Pernah sekali Kai mendengar isakan tangis dari luar drom saat dirinya terbangun dan ingin mengambil air. Saat itu Kai sadar kalau sebenarnya Suho tidak akan pernah menerima kepergian pemuda keturunan cina-kanada itu.

Tak pernah sekalipun Kai mengatakan kejadian malam itu kepada member lainnya. Biarkanlah hanya dirinya yang tahu. Dia tidak tahu sebabnya kenapa Suho tidak menerima kematian Kris. Suho masih saja berfikir kalau Kris akan kembali lagi bersama mereka.

"Waktu semakin cepat berlalu Kris..."


"...dan kau bahkan belum menepati janjimu..."

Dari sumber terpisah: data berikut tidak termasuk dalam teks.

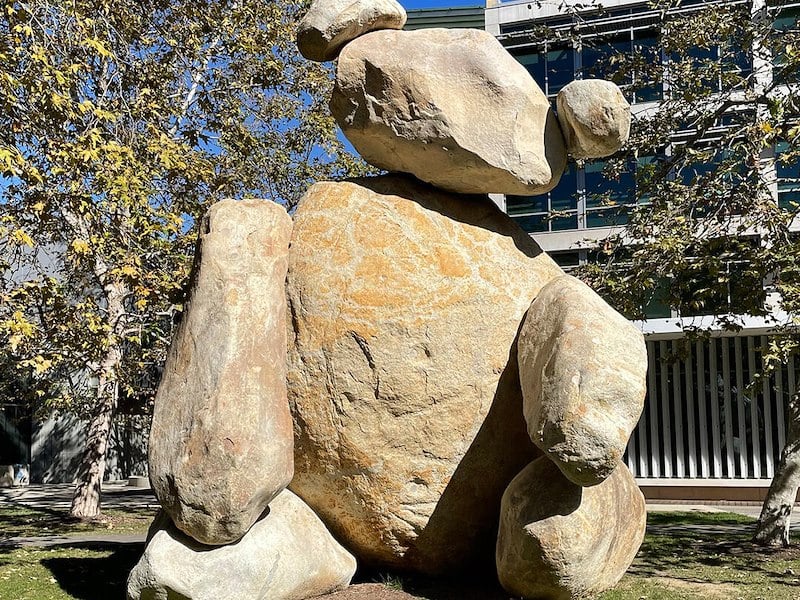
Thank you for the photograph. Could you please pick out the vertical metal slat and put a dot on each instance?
(692, 449)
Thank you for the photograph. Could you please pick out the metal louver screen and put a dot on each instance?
(700, 421)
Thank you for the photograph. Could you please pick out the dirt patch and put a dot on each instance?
(433, 590)
(706, 590)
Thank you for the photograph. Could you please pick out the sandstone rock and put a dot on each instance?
(330, 24)
(561, 541)
(451, 107)
(221, 438)
(405, 303)
(594, 116)
(286, 555)
(583, 368)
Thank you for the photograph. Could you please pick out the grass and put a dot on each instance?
(84, 571)
(685, 556)
(22, 521)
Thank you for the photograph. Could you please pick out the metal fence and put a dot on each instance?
(700, 419)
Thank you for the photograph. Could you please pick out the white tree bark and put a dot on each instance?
(86, 499)
(772, 528)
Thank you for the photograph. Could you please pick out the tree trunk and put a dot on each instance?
(86, 499)
(772, 528)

Terlihat sekelompok pemuda sedang bersantai diruang tengah drom. Mereka mengobrol, bercanda dan beberapa diantara lainnya sibuk dengan kegiatan mereka masing-masing.

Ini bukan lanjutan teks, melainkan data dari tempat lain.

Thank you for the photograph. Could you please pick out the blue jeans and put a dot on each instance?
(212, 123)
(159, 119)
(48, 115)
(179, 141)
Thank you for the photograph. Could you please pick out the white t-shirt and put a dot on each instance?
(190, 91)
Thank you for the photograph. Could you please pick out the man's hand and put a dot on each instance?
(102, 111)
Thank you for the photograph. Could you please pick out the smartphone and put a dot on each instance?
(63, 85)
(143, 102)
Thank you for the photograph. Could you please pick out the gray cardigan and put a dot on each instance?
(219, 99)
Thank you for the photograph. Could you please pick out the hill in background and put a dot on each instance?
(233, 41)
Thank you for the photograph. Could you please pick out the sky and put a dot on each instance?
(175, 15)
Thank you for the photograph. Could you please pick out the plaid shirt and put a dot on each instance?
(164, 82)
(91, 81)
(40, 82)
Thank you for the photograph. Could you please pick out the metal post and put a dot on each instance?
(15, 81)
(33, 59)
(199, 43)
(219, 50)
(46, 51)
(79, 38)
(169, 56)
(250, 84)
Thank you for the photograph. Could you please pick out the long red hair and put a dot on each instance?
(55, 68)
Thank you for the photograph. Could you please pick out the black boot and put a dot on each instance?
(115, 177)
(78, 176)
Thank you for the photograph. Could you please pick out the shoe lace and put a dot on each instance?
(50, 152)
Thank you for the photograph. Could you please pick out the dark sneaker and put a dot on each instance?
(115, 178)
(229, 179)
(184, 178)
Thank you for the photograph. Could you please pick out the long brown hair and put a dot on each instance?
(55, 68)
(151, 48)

Suho yang saat itu sedang duduk santai merasakan ada tangan yang menariknya, dan bisa dia rasakan bahwa orang itu adalah Kris. Suho bahkan baru berteriak kencang saat dirinya dan Kris sudah berada di taman.

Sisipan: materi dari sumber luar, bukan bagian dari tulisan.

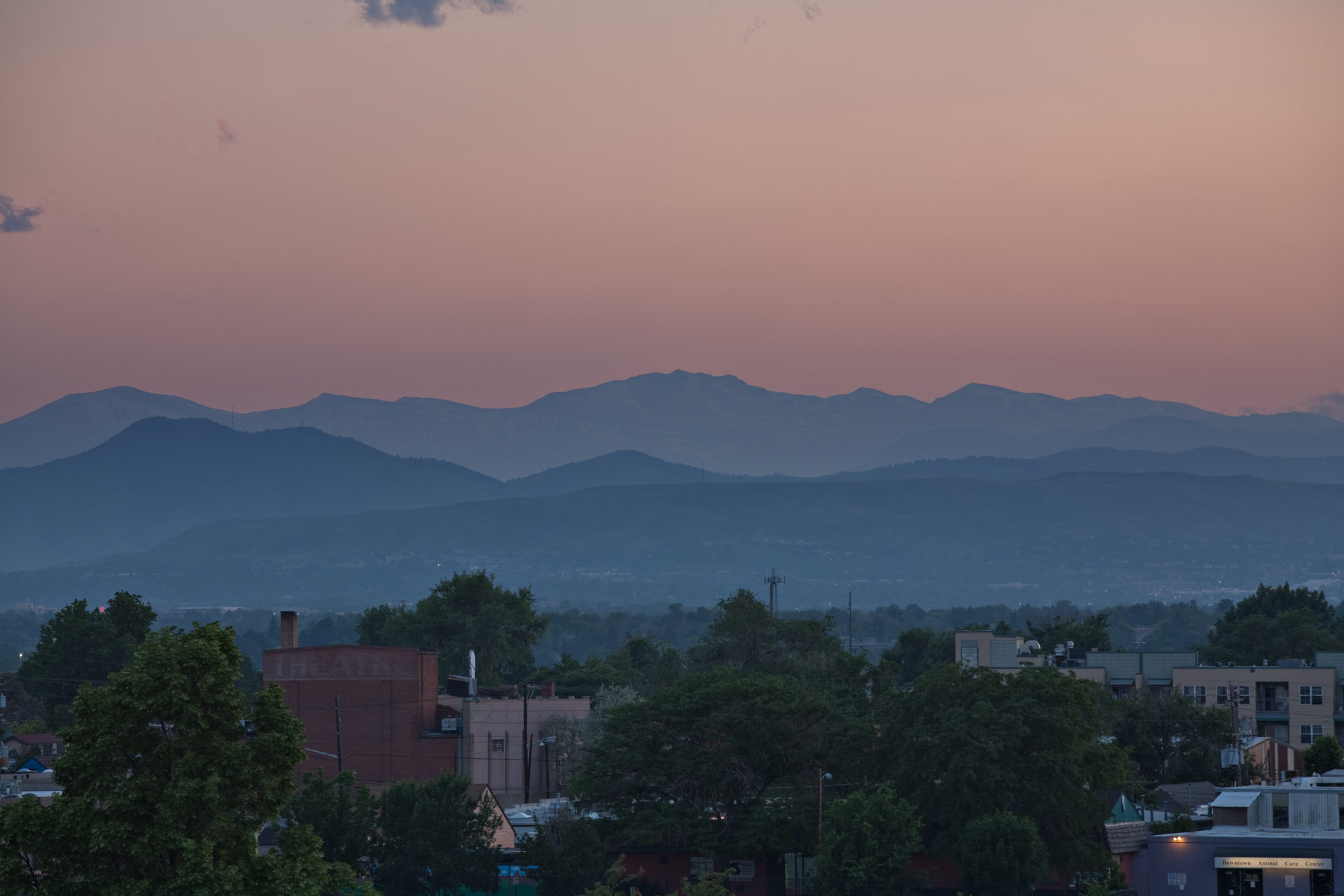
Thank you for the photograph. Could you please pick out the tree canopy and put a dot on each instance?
(436, 840)
(867, 840)
(163, 793)
(1275, 624)
(969, 741)
(81, 645)
(1172, 739)
(1002, 855)
(468, 612)
(692, 767)
(1323, 755)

"Kenapa kau membawaku kesini? Udaranya kan dingin!"

"Bisakah kau tidak berteriak? Suaramu itu cempreng kalau kau ingin tahu." Kris berpura-pura menutup kedua telinganya.

"Ish!"

Sebenarnya suara Suho tidak terlalu cempreng dibandingkan dengan si mata sipit Byun Baekhyun. Hanya sepertinya Kris senang sekali membuat Suho menjadi bahan candaan.

"Kau yang cempreng! Dasar..."

"Sudahlah. Ini kalau kau kedinginan."

Kris melepaskan jaketnya dan menyodorkan tepat dihadapan Suho. Tanpa berfikir panjang Suho segera mengambil dan memakainya. Selanjutnya Suho mulai mengikuti kemana Kris pergi.

Cukup melelahkan berjalan diudara sedingin ini hanya untuk melihat sebuah gundukan besar duduk disebuah kursi yang terletak dibawah pohon.

Terlihat dengan jelas, daun yang ada di pohon itu sudah berguguran semua. Hanya beberapa yang masih bertahan diranting pohon. Bahkan Suho tika akan tahu pohon jenis apa itu.

"Kau masih mau berdiri disitu?"

"Manamungkin."

Bakankah ini adalah ide paling gila untuk menikmati dinginnya malam musim dingin bagi Suho.

"Tanggal berapa hari ini?"

"29."

"Malam natal sudah berlalu ya? Huh, tidak terasa aku sudah dua kali bertemu natal bersalam Exo." Kris menyandarkan punggungnya ke kursi, mengerakan kedua tangannya ke atas untuk tumpuhan kepalanya. Menikmati udara dingin yang semakin lama membuat tubuhnya bergetar.

"Kau mau mendengar aku menyanyi?"

"Apa aku salah dengar? Memangnya kau bisa bernyanyi?"

"Kau ini kecil-kecil mulutmu pedas juga?"

Kris memandang takjup kearah pemuda bertubuh lebih pendek dibandingkan dengannya. Ternyata omongan Suho bisa membuat orang ingin sekali mencekik lehernya.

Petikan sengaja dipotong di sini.